Ungarn fehlt eine echte Stimme der Freiheit
Was also soll man von dem neuen Gesetz halten? Seine Zielsetzung ist eine zumindest partielle Entmachtung von Soros und des von ihm eingesetzten Personals. Die Hoffnung war wohl, dass Orbán für dieses Vorhaben im neu besetzten US-Außenministerium einen Partner finden würde. Danach sieht es zur Zeit nicht aus. Die wichtige Frage bleibt also bestehen: Muss eine rechtmäßig gewählte Regierung in einem parlamentarischen System, das keine Diktatur ist und das die Unterstützung der Bevölkerungsmehrheit hinter sich hat, erdulden, dass ausländische Privatpersonen unkontrolliert NGOs, Medien und Bildungsinstitutionen im Lande betreiben, im In- und Ausland gegen die Regierung agitieren, Demonstrationen organisieren und ihnen genehme Parteien in den Wahlkämpfen unterstützen? Während die Unterstützung der Demokratischen Opposition im Kommunismus – die eine Diktatur war – richtig war, kann dieser Freibrief in einem demokratischen Rechtsstaat nicht gelten. Allerdings geht es Orbán nicht allein um die Frage von Souveränität, er führt auch einen Kulturkampf. Er will seinem Land ebenso eine Ideologie aufzwingen, wie es die Fortschrittlichen tun. Um die Freiheit geht es in dieser Auseinandersetzung keiner der Parteien.

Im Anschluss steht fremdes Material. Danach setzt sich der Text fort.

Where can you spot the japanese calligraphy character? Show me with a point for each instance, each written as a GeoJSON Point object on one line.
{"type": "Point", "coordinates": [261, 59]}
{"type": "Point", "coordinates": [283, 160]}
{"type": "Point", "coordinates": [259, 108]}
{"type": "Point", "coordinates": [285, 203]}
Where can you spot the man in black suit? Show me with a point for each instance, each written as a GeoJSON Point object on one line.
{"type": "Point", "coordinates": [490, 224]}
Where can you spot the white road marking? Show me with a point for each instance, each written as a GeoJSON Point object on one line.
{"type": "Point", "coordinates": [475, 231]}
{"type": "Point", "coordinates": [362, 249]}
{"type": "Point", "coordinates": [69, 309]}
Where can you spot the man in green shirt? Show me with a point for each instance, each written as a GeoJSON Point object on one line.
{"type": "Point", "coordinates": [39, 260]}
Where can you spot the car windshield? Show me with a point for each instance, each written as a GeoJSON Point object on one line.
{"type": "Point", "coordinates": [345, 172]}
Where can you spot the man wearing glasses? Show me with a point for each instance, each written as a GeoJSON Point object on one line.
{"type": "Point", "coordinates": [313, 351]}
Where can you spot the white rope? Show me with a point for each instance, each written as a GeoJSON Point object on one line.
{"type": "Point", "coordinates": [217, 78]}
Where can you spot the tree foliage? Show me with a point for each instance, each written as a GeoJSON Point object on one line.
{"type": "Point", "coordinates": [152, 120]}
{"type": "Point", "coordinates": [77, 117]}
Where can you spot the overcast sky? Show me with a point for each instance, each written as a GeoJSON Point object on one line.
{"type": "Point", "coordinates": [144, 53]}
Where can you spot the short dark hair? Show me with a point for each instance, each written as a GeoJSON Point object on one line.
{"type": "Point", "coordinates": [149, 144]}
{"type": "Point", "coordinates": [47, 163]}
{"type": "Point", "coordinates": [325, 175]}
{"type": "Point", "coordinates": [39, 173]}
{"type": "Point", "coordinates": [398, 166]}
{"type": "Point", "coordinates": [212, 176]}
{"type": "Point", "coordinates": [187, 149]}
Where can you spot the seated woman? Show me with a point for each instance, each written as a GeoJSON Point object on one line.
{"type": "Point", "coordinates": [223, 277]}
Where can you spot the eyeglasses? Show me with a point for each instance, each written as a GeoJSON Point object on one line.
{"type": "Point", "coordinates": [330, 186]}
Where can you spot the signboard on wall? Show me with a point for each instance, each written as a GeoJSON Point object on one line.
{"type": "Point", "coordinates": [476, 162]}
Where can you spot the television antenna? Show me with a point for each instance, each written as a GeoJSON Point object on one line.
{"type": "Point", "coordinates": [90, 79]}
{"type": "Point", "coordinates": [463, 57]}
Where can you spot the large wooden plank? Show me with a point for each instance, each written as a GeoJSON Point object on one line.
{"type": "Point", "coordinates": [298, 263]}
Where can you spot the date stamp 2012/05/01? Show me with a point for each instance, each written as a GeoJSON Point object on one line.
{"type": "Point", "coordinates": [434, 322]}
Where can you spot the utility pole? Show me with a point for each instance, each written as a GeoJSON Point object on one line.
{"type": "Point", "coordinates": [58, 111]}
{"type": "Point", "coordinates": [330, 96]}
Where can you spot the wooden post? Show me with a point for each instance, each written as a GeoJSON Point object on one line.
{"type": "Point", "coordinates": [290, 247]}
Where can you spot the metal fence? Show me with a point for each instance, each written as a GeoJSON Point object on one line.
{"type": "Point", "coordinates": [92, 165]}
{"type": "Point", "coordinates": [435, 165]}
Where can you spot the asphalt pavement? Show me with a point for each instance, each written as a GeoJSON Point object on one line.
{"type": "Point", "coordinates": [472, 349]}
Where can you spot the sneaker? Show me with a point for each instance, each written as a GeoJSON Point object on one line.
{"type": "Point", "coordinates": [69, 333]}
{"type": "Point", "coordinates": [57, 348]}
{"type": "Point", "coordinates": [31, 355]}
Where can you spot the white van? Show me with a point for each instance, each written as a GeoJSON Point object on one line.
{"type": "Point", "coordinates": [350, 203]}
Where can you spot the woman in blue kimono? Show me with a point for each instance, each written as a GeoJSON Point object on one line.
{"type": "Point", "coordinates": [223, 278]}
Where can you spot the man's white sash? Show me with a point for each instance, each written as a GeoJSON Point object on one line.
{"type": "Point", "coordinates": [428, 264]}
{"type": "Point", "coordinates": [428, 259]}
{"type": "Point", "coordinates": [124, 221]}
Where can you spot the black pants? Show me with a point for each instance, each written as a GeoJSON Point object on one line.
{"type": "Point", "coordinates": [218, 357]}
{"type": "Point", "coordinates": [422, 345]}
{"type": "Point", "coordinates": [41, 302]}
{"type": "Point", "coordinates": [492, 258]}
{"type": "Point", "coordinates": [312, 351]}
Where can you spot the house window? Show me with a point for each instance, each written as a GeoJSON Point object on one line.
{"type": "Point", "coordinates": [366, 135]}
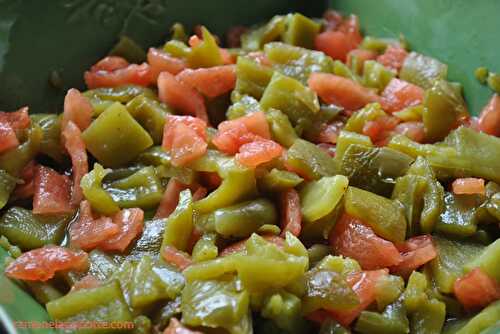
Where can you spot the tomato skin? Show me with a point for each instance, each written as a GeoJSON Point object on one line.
{"type": "Point", "coordinates": [350, 237]}
{"type": "Point", "coordinates": [399, 94]}
{"type": "Point", "coordinates": [393, 57]}
{"type": "Point", "coordinates": [52, 192]}
{"type": "Point", "coordinates": [212, 81]}
{"type": "Point", "coordinates": [42, 263]}
{"type": "Point", "coordinates": [469, 186]}
{"type": "Point", "coordinates": [181, 96]}
{"type": "Point", "coordinates": [476, 289]}
{"type": "Point", "coordinates": [337, 90]}
{"type": "Point", "coordinates": [291, 216]}
{"type": "Point", "coordinates": [489, 119]}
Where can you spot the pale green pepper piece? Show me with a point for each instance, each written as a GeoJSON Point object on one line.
{"type": "Point", "coordinates": [115, 138]}
{"type": "Point", "coordinates": [384, 216]}
{"type": "Point", "coordinates": [422, 70]}
{"type": "Point", "coordinates": [319, 198]}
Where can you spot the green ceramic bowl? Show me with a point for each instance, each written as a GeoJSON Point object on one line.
{"type": "Point", "coordinates": [40, 40]}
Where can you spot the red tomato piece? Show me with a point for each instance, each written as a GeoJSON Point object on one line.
{"type": "Point", "coordinates": [399, 94]}
{"type": "Point", "coordinates": [393, 57]}
{"type": "Point", "coordinates": [258, 152]}
{"type": "Point", "coordinates": [468, 185]}
{"type": "Point", "coordinates": [476, 289]}
{"type": "Point", "coordinates": [74, 144]}
{"type": "Point", "coordinates": [212, 81]}
{"type": "Point", "coordinates": [88, 232]}
{"type": "Point", "coordinates": [181, 96]}
{"type": "Point", "coordinates": [341, 91]}
{"type": "Point", "coordinates": [76, 109]}
{"type": "Point", "coordinates": [415, 252]}
{"type": "Point", "coordinates": [8, 138]}
{"type": "Point", "coordinates": [42, 263]}
{"type": "Point", "coordinates": [489, 119]}
{"type": "Point", "coordinates": [176, 257]}
{"type": "Point", "coordinates": [132, 74]}
{"type": "Point", "coordinates": [161, 61]}
{"type": "Point", "coordinates": [291, 216]}
{"type": "Point", "coordinates": [351, 238]}
{"type": "Point", "coordinates": [130, 224]}
{"type": "Point", "coordinates": [52, 192]}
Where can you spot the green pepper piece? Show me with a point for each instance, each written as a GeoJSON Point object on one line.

Etwa 80.000 Menschen haben in den vergangenen Wochen für die CEU in Budapest demonstriert. Das sind die vorwiegend jungen Menschen aus den wohlhabenden intellektuellen Milieus von Budapest, die heute in Ungarn für die westliche Mainstream-Meinung zu gewinnen sind, auch wenn die meisten von ihnen vermutlich gar nicht wissen, worum es bei dem Konflikt geht. Die Budapester Intelligenzia befindet sich seit einiger Zeit in einem hysterisierten Dauerzustand. Das Orbán-Regime ist – auch wenn es in der Asylantenfrage einen richtigen und wichtigen Standpunkt vertritt – außenpolitisch irrlichternd, extrem korrupt und strebt selbst nach einer konservativ-nationalen Meinungsdiktatur. Deshalb ist es für Teile der gebildeteren und wohlhabenderen Budapester, die das Gefühl haben, in dieser Atmosphäre zu ersticken, schwer zu ertragen. Es gibt aber keine politische Kraft, die für einen Wechsel sorgen könnte, gerade weil Orbáns Gegner außer mehr Umverteilung und der westlichen Mainstream-Meinung nichts als Gegenprogramm zu bieten haben. So greifen sie nach jedem Strohhalm. Jeder Protest wird zur großen Wende erklärt, aber stattdessen verglüht er ebenso schnell, wie er entflammt: Das war bei den Demonstrationen gegen die Internetsteuer ebenso wie bei der Initiative gegen Olympia in Budapest, und es ist nicht schwer vorherzusagen, dass es auch mit der CEU so kommen wird.
Piroska Farkas ist freie Publizistin.